Schattenseelen Roman
Herzhoff presste die Lippen aufeinander und schaute zum Fenster. Seine Augen füllten sich mit Tränen. »Heute sind sie vorsichtiger geworden und lösen keine Seuchen aus. Zumindest nicht so oft und nicht so fatal.«
Evelyn musterte ihn. Wusste er wirklich von der Existenz der Nachzehrer? Hermann - hatte Adrián womöglich mit ihm telefoniert?
»Wer hat denn die Plage losgelassen? Sie haben vorhin Schwarze Magie erwähnt.«
»Die Hexen.« Seine Finger trommelten auf der Sessellehne.
»Fürchten Sie ihre Rache, denn es wird kein Entkommen geben. Ihr Urteil ist unwiderruflich.«
»Erzählen Sie mir mehr davon.«
»Niemand kennt das wahre Gesicht einer Hexe. Angeblich kann das Feuer sie tatsächlich vernichten, aber bis es so weit ist, wird sie aus dem Körper verschwunden sein, und schon brennt ein unschuldiges Mädchen auf dem Scheiterhaufen.«
Ein Schauder lief Evelyns Rücken entlang. Sie stellte die Tasse ab, da ihre Hand zu zittern begann. »Ich habe im Internet gelesen, Sie hätten eine sehr unkonventionelle Meinung zu Hexen und ihrem Ursprung.«
»Ich rede nicht gern darüber.«
Noch einer, dachte Evelyn. Warum? Sie versuchte, ihn aus der Reserve zu locken. »Man nennt sie ›Die Mächtigen‹, nicht wahr?«
Er kniff die Augen zusammen. »Sie wissen Dinge, die nur wenigen bekannt sind. Ich frage Sie noch einmal: woher?«
»Erzählen Sie mir von den Mächtigen, und ich verrate es Ihnen.« Hinter dem Rücken kreuzte sie die Finger. Natürlich würde sie ihm nicht die Wahrheit sagen können und hoffte, ihn mit einer belanglosen Lüge zufriedenzustellen.
»Hexen und Hexer sind Götter des Altertums. Eine uralte Energie, die auf dem Glauben der Menschen wächst und gedeiht. Nachdem sich die meisten Menschen dem Monotheismus zugewandt hatten, schliefen die alten Götter ein, hieß es. Aber einige, ja einige,
die ihre Gläubigen behalten konnten, wanderten auf die Erde. Sie agieren unter uns. Dafür besetzen sie einen menschlichen Körper, töten die Seele darin und versuchen, den Glauben an sie zu verstärken. Mit allen Mitteln.«
»Von welchen Göttern reden wir konkret?«
»Hinduismus, Voodoo … welche Götter genau unter uns wandern, kann ich nicht sagen.«
»Und welche sind für den Nachzehrer-Fluch verantwortlich?« Sie zog das Tablett näher an sich heran, nahm ihren Tee und aß ein Wurstbrot.

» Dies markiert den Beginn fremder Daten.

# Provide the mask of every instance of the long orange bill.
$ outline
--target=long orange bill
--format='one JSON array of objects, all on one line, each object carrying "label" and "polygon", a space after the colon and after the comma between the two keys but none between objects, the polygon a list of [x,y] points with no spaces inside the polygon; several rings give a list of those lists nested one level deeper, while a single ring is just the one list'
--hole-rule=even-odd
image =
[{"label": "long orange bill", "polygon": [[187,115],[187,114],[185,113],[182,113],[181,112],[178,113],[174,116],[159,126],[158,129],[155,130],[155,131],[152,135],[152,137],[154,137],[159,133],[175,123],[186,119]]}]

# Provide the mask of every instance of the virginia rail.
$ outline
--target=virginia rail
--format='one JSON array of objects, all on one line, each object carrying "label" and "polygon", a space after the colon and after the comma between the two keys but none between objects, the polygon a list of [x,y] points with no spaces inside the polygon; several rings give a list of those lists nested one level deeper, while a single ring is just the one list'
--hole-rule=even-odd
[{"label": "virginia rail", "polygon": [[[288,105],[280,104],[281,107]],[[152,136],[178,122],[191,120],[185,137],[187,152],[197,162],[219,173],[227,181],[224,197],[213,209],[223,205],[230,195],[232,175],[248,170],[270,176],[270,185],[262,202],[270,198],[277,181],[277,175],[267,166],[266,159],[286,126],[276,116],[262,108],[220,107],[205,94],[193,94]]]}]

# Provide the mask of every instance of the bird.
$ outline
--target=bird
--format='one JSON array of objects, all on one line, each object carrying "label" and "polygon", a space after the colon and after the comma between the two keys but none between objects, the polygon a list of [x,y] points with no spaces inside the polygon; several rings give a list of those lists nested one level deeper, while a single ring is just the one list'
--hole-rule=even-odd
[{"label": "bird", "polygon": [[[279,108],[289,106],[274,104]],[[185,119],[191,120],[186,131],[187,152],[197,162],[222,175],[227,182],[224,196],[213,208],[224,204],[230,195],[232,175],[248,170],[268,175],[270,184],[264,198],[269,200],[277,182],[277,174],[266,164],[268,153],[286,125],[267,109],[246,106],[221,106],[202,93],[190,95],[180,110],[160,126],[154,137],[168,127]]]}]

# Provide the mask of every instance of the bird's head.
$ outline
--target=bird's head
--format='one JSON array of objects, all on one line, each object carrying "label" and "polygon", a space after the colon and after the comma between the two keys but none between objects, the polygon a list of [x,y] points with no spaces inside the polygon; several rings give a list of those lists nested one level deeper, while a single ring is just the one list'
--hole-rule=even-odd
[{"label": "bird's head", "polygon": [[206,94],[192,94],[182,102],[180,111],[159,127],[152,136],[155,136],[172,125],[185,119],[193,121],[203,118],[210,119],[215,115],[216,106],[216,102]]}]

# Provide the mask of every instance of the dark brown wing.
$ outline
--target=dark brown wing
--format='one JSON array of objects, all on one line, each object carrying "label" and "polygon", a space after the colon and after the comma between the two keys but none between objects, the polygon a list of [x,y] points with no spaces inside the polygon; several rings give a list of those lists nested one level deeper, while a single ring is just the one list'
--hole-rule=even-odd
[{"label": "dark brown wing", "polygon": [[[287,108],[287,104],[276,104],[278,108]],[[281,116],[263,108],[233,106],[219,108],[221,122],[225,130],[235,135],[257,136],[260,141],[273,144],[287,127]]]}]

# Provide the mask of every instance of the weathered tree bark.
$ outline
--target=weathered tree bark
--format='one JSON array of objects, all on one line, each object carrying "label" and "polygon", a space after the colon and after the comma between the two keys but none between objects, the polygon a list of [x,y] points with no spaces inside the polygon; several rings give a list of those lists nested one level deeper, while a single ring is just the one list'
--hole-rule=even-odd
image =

»Diejenigen, die mit einem Totenreich zu tun haben.«
»Es ist alles ziemlich verwirrend. Langsam bin ich etwas irritiert. Hexen, Flüche, Nachzehrer …«
»Nun, lassen Sie es mich an einem Beispiel erklären. Nehmen wir an, ich würde Groll auf meine neue Nachbarin hegen, diese neugierige Pute, deren Katze stets in meinem Garten herumstreunt. Nennen wir die Gute Micaela. Und nehmen wir an, ich wäre der Anhänger einer Gottheit des Totenreiches. Hades zum Beispiel - er herrschte in der Antike über die Unterwelt. Ich würde ihn bitten, meine Nachbarin mit einem Fluch zu belegen. Und da ich ein guter Gläubiger bin, würde er mir meinen Wunsch erfüllen.« Mit einem Schmatzen löste er seinen Zahnersatz vom Zahnfleisch, um ihn gleich darauf wieder aufzusetzen.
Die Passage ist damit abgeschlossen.